Que faire ? Quel désastre ! Ce monde est fou. Ceux qui étaient ses frères hier sont ses ennemis aujourd’hui. Le monde est malade.

Il est fatigué de ne plus dormir, de regarder derrière lui comme devant pour se protéger. Ce n’est pas nouveau, il y a des siècles que ça dure, la religion divise, la religion tue.

Il tousse beaucoup

Le pays est à feu. L’épicier du coin ne veut plus le servir parce qu’il n’a pas les mêmes croyances que lui. Il a même dit qu’il aurait sa peau.

Faut-il dire la même chose que les autres pour survivre ? Il ne croit pas à ça. Il croit à la liberté, en l’individu.

Personne n’a fait de mal à personne et tout le monde veut faire du mal à tout le monde. Quelle drôle l’histoire !

Il tousse violemment, crache.

La fatigue, les femmes qui renchérissent tout ça n’est pas sain. Qu’est devenu son pays ? Que va-t-il arriver de pire ?

Il pensait partir, s’exiler pour vivre heureux. Mais pourquoi ? Il ne veut pas baisser les bras. Il doute d’être plus heureux ailleurs. Ses poumons s’étouffent. Pourquoi ? Mais pourquoi ?

Il tousse violemment et crache du sang. Sa gorge le brule comme s’il avait avalé du verre pilé. Il se plie en deux et crache encore. Son visage est rouge comme s’il manquait d’air.
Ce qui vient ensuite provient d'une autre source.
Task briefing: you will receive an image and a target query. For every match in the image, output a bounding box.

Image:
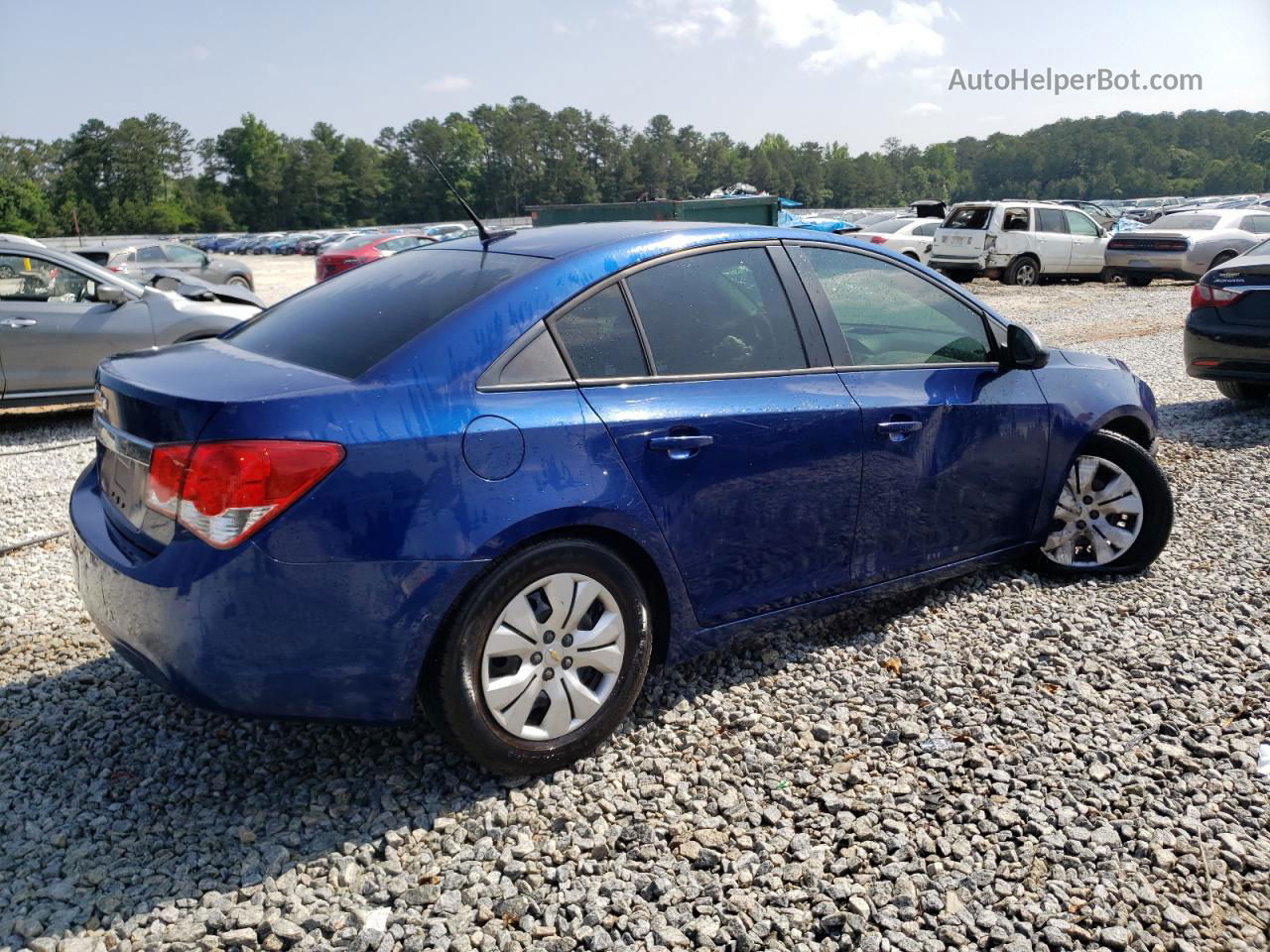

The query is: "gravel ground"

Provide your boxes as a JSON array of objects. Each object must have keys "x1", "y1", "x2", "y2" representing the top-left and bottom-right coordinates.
[{"x1": 0, "y1": 278, "x2": 1270, "y2": 952}]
Il a perdu sa fiancée, elle ne le voit plus. Comme lui elle voulait ignorer ces conflits, leur différence, mais sa famille ne lui a pas laissé le choix. Il est athée mais il aurait pu être chrétien et déjà mort.

Chaque fois qu’il ferme les paupières ça gratte comme s’il avait pris du sable dans les yeux. Il pleure, ses yeux le démangent. Il crache encore. Sa carotide est gonflée comme si elle allait exploser.

Il est triste, fatigué. Sa mère geint à l’hôpital parce qu’ils n’ont pas de médicaments pour la soigner. Elle n’a pu s’empêcher d’haranguer tout le monde et pour ça elle a pris un mauvais coup de couteau. Pas si grave mais la plaie au ventre peut s’infecter et cet accident qui serait sans conséquence dans une période de paix devient disproportionné aujourd’hui à cause du manque de médicaments.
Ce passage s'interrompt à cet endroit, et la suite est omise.